Abstract

This carefully structured festschrift for Birger Pearson comprises an introductory section with three tributes written respectively by George W.E. Nickelsburg, Gerald James Larson, and Gregory Shaw, followed by a bibliography of Pearson’s published works. Picking up a keyword from the title, the twenty-three essays in the volume are arranged into five sections: ‘initiatory practices’; ‘recurrent practices’; ‘therapeutic practices’; ‘ecstatic practices’; and ‘philosophic practices’.
In the first section DeConick discusses the ‘Orphian-Christian diagram’ known to both Celsus and Origen. She concludes that both were correct.

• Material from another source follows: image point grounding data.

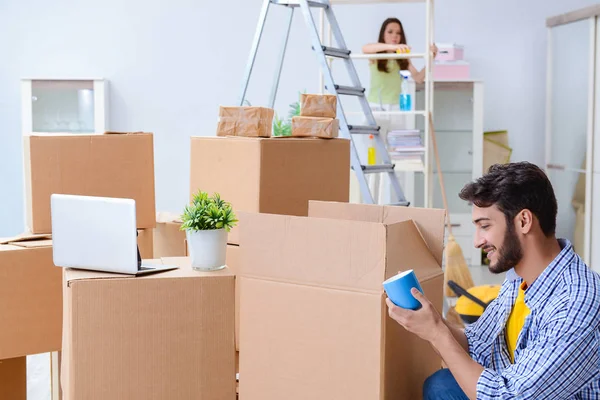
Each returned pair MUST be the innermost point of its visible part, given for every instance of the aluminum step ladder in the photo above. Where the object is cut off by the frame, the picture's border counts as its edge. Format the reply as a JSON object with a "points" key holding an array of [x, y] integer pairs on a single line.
{"points": [[322, 52]]}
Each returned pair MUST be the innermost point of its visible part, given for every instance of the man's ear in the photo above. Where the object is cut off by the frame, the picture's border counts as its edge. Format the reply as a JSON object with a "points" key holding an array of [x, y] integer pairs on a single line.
{"points": [[524, 221]]}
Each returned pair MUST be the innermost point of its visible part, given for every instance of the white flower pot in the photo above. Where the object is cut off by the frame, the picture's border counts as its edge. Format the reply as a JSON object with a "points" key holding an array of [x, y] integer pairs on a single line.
{"points": [[207, 249]]}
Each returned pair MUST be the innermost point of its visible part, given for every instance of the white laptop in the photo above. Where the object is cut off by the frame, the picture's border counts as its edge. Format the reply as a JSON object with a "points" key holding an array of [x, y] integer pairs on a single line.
{"points": [[97, 233]]}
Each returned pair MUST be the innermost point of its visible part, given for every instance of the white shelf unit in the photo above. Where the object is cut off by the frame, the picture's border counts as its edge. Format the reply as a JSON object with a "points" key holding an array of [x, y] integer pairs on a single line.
{"points": [[572, 127], [64, 105], [458, 119], [427, 104]]}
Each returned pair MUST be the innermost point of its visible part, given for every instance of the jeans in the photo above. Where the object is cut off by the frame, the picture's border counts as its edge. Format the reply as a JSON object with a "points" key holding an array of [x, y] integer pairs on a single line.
{"points": [[442, 386]]}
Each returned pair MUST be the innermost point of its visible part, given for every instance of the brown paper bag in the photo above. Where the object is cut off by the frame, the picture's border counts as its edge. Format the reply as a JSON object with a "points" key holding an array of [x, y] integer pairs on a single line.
{"points": [[245, 121], [315, 127], [318, 105]]}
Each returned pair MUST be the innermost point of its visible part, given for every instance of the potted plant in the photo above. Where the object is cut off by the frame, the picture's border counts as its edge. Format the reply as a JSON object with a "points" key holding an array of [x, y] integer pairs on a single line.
{"points": [[206, 221]]}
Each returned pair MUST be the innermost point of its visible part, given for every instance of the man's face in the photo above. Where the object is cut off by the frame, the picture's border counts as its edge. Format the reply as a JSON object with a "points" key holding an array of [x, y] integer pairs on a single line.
{"points": [[497, 238]]}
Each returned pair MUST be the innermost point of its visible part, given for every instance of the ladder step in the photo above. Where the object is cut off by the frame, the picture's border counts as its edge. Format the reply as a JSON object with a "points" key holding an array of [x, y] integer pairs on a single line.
{"points": [[349, 90], [364, 129], [296, 3], [333, 52], [376, 169]]}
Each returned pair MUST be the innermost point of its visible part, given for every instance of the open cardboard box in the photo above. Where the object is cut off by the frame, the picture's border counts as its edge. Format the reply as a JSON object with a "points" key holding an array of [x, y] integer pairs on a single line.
{"points": [[107, 165], [313, 318], [30, 297], [270, 175]]}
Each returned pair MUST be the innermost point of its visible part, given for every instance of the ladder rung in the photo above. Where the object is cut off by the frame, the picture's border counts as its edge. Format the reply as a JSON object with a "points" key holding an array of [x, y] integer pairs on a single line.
{"points": [[333, 52], [376, 169], [296, 3], [364, 129], [349, 90]]}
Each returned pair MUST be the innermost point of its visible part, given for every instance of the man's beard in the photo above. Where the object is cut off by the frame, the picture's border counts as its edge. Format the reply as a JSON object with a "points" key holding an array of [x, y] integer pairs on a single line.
{"points": [[510, 254]]}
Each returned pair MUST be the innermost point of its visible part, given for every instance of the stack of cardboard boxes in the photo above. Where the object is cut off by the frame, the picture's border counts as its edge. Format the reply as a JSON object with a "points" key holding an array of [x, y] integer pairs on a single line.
{"points": [[267, 175], [301, 300]]}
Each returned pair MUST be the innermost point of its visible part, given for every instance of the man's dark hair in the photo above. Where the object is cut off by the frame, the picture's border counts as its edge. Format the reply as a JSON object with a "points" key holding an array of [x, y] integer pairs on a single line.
{"points": [[512, 188]]}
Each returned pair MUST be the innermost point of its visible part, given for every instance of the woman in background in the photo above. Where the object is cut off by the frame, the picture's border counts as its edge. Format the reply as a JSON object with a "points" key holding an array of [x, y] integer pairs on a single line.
{"points": [[385, 89], [385, 74]]}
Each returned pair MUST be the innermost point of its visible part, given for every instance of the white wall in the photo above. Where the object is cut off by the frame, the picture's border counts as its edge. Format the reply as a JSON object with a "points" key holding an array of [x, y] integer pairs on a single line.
{"points": [[171, 63]]}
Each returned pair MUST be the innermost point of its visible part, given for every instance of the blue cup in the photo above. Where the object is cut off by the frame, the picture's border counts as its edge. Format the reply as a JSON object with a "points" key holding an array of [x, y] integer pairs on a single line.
{"points": [[398, 290]]}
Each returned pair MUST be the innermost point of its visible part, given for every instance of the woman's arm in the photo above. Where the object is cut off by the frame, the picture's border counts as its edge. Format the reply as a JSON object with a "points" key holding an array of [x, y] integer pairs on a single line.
{"points": [[419, 76], [372, 48]]}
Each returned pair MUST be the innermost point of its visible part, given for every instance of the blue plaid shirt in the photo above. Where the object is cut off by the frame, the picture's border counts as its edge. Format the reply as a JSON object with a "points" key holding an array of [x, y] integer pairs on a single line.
{"points": [[557, 354]]}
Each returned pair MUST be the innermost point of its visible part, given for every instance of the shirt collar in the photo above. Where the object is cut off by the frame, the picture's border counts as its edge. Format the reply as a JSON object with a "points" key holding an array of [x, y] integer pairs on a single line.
{"points": [[542, 286]]}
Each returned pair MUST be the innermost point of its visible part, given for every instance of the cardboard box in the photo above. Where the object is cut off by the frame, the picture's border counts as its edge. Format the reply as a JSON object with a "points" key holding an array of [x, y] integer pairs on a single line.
{"points": [[163, 336], [233, 262], [108, 165], [13, 379], [245, 121], [318, 105], [313, 318], [30, 297], [169, 239], [326, 128], [275, 175]]}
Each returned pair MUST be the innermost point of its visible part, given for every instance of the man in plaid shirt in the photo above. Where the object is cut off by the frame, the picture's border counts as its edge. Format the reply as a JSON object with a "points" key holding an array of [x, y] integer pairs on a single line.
{"points": [[540, 338]]}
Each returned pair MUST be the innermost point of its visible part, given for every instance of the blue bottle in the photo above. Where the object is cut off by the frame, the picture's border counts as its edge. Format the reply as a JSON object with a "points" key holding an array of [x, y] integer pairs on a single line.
{"points": [[405, 100]]}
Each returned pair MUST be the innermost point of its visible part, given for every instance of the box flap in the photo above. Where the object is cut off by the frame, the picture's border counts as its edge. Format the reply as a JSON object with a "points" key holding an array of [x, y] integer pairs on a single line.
{"points": [[430, 221], [127, 133], [166, 217], [332, 253], [9, 247], [25, 237], [184, 271], [34, 244], [406, 250]]}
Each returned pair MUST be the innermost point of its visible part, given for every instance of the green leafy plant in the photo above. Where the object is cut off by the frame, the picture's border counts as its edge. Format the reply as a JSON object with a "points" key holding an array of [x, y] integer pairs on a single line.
{"points": [[207, 213], [283, 127]]}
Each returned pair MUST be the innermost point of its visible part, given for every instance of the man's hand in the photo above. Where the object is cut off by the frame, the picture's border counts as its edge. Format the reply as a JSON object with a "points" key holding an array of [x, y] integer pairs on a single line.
{"points": [[425, 322]]}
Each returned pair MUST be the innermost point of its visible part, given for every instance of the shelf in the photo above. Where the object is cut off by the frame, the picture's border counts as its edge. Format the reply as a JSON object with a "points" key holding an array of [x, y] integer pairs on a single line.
{"points": [[469, 131], [455, 84], [374, 1], [407, 166], [423, 113], [388, 56]]}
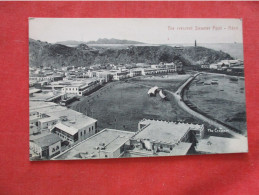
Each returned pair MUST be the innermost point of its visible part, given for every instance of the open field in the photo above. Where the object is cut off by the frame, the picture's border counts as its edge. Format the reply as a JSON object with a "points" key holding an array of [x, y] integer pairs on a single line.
{"points": [[121, 105], [224, 101]]}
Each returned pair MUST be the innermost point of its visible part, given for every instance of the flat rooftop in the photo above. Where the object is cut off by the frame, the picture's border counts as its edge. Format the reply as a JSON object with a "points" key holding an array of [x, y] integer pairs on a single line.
{"points": [[110, 138], [222, 145], [181, 149], [163, 131], [43, 96]]}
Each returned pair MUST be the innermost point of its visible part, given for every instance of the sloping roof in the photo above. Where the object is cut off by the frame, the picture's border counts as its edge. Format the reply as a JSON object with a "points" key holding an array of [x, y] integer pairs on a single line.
{"points": [[152, 90], [69, 130], [164, 132], [47, 140]]}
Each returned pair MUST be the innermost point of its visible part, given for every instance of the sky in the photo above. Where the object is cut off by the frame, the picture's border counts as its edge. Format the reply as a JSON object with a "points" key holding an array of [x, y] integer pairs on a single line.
{"points": [[152, 31]]}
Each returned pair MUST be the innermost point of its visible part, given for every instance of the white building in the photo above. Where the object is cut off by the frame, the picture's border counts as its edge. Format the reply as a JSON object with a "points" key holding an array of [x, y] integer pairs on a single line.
{"points": [[45, 146], [80, 88]]}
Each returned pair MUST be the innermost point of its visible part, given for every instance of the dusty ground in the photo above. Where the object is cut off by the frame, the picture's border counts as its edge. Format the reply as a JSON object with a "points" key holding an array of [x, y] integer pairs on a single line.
{"points": [[225, 101]]}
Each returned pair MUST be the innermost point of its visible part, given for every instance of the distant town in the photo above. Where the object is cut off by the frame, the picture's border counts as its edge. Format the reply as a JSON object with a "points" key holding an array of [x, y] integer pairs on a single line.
{"points": [[59, 132]]}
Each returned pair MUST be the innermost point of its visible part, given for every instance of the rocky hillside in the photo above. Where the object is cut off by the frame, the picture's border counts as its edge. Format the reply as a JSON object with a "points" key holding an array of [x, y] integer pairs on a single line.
{"points": [[45, 54]]}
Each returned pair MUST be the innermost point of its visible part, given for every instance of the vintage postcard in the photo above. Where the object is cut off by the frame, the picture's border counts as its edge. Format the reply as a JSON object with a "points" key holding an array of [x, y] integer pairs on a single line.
{"points": [[116, 88]]}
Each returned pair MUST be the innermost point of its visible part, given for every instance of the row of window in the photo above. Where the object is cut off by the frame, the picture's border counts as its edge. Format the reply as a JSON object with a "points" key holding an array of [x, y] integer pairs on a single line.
{"points": [[55, 149]]}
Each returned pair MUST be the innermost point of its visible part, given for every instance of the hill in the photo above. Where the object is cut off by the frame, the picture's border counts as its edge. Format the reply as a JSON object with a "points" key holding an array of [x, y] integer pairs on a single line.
{"points": [[46, 54], [113, 41]]}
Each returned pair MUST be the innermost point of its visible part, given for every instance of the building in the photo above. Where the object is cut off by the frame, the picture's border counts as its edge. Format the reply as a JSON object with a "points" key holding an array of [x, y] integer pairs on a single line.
{"points": [[136, 72], [217, 145], [108, 143], [119, 75], [106, 75], [165, 138], [73, 126], [45, 146], [34, 127], [152, 91], [81, 87]]}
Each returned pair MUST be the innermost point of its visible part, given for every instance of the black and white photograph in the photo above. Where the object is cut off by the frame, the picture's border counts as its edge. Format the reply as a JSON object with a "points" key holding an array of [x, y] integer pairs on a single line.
{"points": [[135, 87]]}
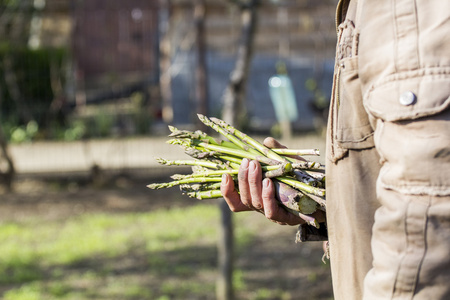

Celsus knew the diagram as part of an initiatory ritual, whereas Origen was also correct in seeing it as part of an ascent ritual (p. 72). In the same section Evans studies the relatively neglected Books of Jeu to uncover their teachings on initiatory practices as preparation for postmortem ascent (pp. 137-159). In the second section Thomassen’s essay ‘Going to Church with the Valentinians’ builds on his previous work. He concludes that Valentinian ritual sequence ‘shows a certain family resemblance to second-century Christian Sunday worship as described in Justin, 1 Apology 67, though the enthusiastic aspects are clearly more prominent than in Justin’s account’ (p. 196). In the third section, Adamson examines ‘Astrological Medicine in Gnostic Traditions’ (pp. 333-358). He examines ‘iatromathematical texts’, the use of ‘speech and amulets’ and the cosmic understandings that underpin therapeutic rituals. In the section on ‘ecstatic practices’ John Turner looks at Gnostic understandings of baptismal practices that led to mystical union with the divine (pp. 411-431). The baptismal ritual is understood as paralleling emergence from the waters of the womb, and hence ‘immersion and reemergence from such waters is tantamount to rebirth, a reentry and reemergence from the cosmic womb, in which the old self is extinguished and the new self is reborn’ (p. 430). In the final section Mazur discusses the interpretation of Platonic traditions in Sethian writings (pp. 469-493).
This collection of essays is a fitting tribute to Birger Pearson and the topics covered in each section intersect with his own research interests. Many of the essays offer significant new perspectives on various types of Gnostic practices and, as such, the volume will be widely consulted by scholars in the field.